Homélie du 28 octobre 2007 - 30e DO
fr. Jean-Michel Maldamé

Cet été les journaux ont fait largement état d’une lettre de Mère Teresa de Calcutta où elle faisait confidence de ses difficultés dans la prière. Certains ont interprété hâtivement qu’elle n’avait pas la foi; c’est faux! C’est parce qu’elle avait la foi qu’elle était assidue à la prière et qu’elle éprouvait que la relation avec Dieu est au-delà de toute sentimentalité. Cette remarque nous permet d’entrer dans l’intelligence de la parabole qui met en contraste un pharisien et un publicain. Le premier est un croyant très pratiquant; le second un homme corrompu.
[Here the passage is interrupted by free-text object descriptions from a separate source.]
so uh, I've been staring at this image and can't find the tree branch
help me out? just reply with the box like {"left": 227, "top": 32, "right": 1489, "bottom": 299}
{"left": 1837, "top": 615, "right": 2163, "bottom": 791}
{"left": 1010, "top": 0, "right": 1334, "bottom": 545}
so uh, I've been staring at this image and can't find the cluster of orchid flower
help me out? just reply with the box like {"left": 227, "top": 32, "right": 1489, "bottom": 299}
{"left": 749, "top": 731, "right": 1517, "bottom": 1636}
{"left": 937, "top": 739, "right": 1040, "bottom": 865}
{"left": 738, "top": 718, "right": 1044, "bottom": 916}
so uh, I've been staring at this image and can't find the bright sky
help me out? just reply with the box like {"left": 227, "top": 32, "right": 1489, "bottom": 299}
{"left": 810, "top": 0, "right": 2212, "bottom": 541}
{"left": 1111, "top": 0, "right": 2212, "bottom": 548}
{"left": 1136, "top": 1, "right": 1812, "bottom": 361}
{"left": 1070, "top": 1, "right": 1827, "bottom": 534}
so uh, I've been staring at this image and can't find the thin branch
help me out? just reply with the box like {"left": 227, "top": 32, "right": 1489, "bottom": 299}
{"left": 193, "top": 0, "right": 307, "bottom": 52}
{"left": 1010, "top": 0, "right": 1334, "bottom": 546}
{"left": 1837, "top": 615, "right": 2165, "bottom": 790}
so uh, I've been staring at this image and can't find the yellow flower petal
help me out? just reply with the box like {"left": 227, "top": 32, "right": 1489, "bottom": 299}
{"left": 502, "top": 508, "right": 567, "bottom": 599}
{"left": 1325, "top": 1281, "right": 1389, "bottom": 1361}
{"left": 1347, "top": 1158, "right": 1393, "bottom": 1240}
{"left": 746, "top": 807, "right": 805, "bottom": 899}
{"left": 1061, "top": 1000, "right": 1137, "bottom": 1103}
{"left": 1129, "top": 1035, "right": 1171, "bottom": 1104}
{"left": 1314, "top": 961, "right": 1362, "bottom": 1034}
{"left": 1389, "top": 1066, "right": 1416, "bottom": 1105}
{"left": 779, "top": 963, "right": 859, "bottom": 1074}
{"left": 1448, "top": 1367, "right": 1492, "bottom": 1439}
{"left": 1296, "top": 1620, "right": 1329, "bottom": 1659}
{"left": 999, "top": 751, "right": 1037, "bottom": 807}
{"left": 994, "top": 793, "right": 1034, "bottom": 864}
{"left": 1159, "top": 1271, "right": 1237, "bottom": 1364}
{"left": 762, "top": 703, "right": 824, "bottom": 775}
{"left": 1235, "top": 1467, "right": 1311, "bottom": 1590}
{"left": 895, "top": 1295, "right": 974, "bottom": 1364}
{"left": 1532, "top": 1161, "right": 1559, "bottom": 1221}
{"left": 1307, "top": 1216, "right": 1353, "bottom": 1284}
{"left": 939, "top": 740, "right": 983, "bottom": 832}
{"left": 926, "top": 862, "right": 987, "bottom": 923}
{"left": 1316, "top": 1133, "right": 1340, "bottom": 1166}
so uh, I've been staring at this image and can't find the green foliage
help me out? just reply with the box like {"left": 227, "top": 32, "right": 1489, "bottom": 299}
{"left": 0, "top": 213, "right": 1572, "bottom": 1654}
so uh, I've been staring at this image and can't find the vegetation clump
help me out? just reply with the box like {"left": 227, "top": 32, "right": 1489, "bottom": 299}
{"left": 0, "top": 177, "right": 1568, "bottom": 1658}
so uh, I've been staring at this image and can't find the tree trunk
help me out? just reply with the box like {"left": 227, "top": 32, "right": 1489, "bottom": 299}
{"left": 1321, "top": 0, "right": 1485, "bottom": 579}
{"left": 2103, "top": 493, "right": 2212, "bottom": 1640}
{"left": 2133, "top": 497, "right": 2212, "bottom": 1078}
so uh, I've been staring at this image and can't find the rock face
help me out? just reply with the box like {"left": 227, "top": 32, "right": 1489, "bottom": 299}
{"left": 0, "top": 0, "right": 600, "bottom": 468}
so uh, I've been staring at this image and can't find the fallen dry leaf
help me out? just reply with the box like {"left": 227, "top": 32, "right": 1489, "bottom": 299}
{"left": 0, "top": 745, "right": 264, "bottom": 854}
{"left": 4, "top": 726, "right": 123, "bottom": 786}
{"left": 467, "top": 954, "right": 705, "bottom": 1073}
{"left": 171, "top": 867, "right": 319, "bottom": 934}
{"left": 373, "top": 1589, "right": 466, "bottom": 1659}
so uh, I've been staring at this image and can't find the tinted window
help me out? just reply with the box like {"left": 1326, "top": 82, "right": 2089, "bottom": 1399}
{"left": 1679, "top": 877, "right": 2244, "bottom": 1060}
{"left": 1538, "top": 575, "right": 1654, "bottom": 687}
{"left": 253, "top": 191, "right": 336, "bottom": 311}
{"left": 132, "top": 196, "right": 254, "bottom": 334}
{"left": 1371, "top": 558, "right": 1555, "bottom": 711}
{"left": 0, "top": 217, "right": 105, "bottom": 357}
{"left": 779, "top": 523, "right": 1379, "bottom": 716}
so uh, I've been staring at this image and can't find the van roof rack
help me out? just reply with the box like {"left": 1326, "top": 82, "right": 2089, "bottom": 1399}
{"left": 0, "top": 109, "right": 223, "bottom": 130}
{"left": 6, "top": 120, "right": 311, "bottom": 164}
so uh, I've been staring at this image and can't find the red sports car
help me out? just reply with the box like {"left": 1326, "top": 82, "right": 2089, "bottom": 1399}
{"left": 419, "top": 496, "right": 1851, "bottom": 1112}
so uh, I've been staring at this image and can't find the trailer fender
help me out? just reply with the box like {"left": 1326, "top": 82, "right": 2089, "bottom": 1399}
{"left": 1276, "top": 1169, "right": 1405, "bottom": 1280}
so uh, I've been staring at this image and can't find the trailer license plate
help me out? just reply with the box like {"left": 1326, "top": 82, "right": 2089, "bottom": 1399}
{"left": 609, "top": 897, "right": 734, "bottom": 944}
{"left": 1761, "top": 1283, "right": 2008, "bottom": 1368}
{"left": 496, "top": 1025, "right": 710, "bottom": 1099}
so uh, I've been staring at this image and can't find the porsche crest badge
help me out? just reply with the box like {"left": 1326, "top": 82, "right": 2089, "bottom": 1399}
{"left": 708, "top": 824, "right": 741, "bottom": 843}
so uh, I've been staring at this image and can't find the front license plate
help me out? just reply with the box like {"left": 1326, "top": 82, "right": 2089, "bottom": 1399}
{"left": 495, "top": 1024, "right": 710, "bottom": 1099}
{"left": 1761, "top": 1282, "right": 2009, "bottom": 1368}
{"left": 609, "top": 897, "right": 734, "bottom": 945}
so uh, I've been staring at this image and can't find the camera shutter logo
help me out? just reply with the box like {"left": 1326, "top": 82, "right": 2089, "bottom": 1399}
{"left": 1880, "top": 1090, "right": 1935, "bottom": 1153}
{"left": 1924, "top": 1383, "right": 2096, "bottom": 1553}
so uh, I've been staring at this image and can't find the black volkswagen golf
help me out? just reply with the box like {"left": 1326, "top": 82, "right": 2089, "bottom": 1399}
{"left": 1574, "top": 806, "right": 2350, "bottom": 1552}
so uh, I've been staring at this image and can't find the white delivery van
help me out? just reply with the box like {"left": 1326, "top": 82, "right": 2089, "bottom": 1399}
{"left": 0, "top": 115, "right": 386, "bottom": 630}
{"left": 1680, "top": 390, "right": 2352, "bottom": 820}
La prière du premier est nulle et non avenue, la prière du second exaucée.

 

[|– I –|]

Nous ne commettrons pas la faute de considérer que la parabole parle des autres, même si notre premier mouvement est de nous demander qui autour de nous est pharisien et qui est publicain. Non, la parabole parle de nous. Qui est le pharisien? C’est moi; oui moi qui suis au premier rang pour la célébration, et qui serai dans un moment avec un bel habit blanc sur le parvis de l’église, ou encore sur une estrade pour une conférence ou un débat… Qui est pharisien? Oserai-je dire que c’est aussi vrai de ceux qui affichent leur idéal de famille chrétienne, d’engagement au service des autres, de responsabilité… Bref, n’esquivons pas de considérer que la parabole nous invite à nous reconnaître dans le pharisien. Quant au publicain, homme corrompu par les affaires d’argent ou de pouvoir, Jésus ne fait en aucun cas l’éloge de sa vie, car la critique de Jésus à l’égard de l’argent, de la corruption ou de la débauche est sans appel. Cet homme est loué d’avoir demandé pardon à juste titre. Il est loué d’avoir été vrai. Le pharisien ne l’était pas. Son erreur apparaît quand il se compare et qu’il a une attitude de mépris quand il dit: «Je suis pas comme les autres…» Ce mépris, dénoncé comme injurieux, est le signe que cet homme est dans l’illusion; au contraire Jésus dit que le publicain a été justifié parce qu’il s’est tenu devant Dieu sans illusion sur sa vie. Il a fait œuvre de vérité.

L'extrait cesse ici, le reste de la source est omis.